O Dow Jones fechou em queda de 0,75%, a 35.601,98 pontos, o S&P 500 recuou 0,14%, a 4.697,96 pontos, enquanto o Nasdaq subiu 0,40%, a 16.057,44 pontos, em novo recorde. Na comparação semanal, houve recuo de 1,38% e ganho de 0,32% e 1,24%, respectivamente.

Depois de semanas de negociação, o Build Back Better, de Biden, foi aprovado na Câmara em quase US$ 2 trilhões. O investimento deve ser voltado para educação, saúde e mudanças climáticas. Agora, o pacote vai para o Senado, onde a negociação deve ser mais dura.

Entre os destaques, as ações da Apple registraram recorde, ultrapassando os US$ 160 por ação. Os papéis da companhia avançaram 1,70%. Ontem, a Bloomberg reportou que a companhia de tecnologia está acelerando o desenvolvimento de carros elétricos autônomos.

O Pentágono solicitou um orçamento a quatro companhias de tecnologia para o desenvolvimento de um sistema em nuvem. O contrato multibilionário está sendo estudado com a Microsoft (+0,54%), Alphabet (-0,61%), controladora da Google, Amazon (-0,53%) e Oracle (-0.75%).

A Moderna saltou 4,92%, após a Administração de Alimentos e Medicamentos (FDA, na sigla em inglês) autorizar a aplicação de dose de reforço da vacina contra covid-19 em todos os adultos dos EUA. O Centro de Controle e Prevenção de Doenças (CDC, na sigla em inglês) ainda precisa dar a decisão final. A Pfizer, porém, caiu 1,20%.

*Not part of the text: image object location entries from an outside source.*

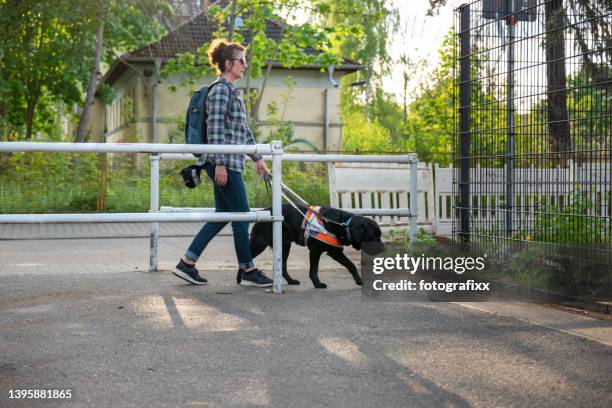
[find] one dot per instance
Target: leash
(286, 191)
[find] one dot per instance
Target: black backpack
(196, 130)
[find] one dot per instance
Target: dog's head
(366, 231)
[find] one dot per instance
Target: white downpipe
(293, 157)
(154, 207)
(259, 149)
(400, 212)
(277, 215)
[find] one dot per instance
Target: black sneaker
(255, 278)
(189, 273)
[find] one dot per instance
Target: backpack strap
(229, 89)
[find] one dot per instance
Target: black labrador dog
(349, 229)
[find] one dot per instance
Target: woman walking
(226, 124)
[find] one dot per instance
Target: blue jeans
(231, 197)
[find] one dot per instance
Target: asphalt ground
(85, 315)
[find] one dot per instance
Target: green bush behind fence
(39, 183)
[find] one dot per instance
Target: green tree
(48, 50)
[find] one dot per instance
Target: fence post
(414, 191)
(464, 122)
(277, 215)
(154, 207)
(510, 22)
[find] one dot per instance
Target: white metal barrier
(154, 216)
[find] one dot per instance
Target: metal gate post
(414, 191)
(154, 207)
(277, 215)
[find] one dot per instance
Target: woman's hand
(220, 175)
(261, 167)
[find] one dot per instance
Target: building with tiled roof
(147, 110)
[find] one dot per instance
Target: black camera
(191, 175)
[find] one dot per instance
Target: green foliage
(575, 223)
(47, 52)
(362, 135)
(529, 268)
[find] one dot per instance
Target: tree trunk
(558, 125)
(83, 125)
(31, 108)
(255, 114)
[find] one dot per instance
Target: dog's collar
(348, 229)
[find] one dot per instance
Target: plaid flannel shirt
(227, 127)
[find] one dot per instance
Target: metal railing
(411, 212)
(157, 152)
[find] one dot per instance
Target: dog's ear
(357, 231)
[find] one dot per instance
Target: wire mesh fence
(79, 183)
(533, 144)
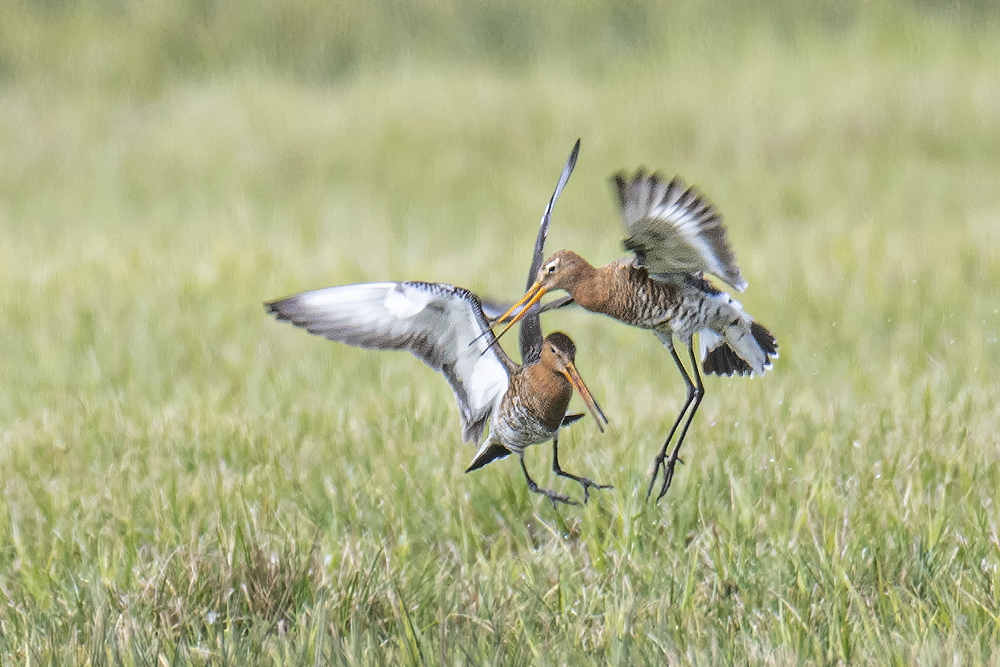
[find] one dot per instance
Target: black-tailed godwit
(676, 237)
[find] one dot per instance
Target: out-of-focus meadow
(185, 480)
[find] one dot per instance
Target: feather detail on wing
(440, 324)
(674, 229)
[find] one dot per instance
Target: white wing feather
(440, 324)
(673, 229)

No cenário global, o Wells Fargo pontua que a nova onda de casos de covid-19, predominante na Europa e na China, poderia pesar sobre o crescimento econômico no curto prazo e levou a revisões modestas nas projeções do Produto Interno Bruto global. As preocupações com a demanda de petróleo, por exemplo, derrubaram os preços da commodity e puxaram as ações de petroleiras. A ExxonMobil despencou 4,62% e Chevron caiu 2,22%.

A Boeing fechou em queda de 5,77%. Além das preocupações com a pandemia, notícias informaram atrasos nas entregas de seus jatos 787.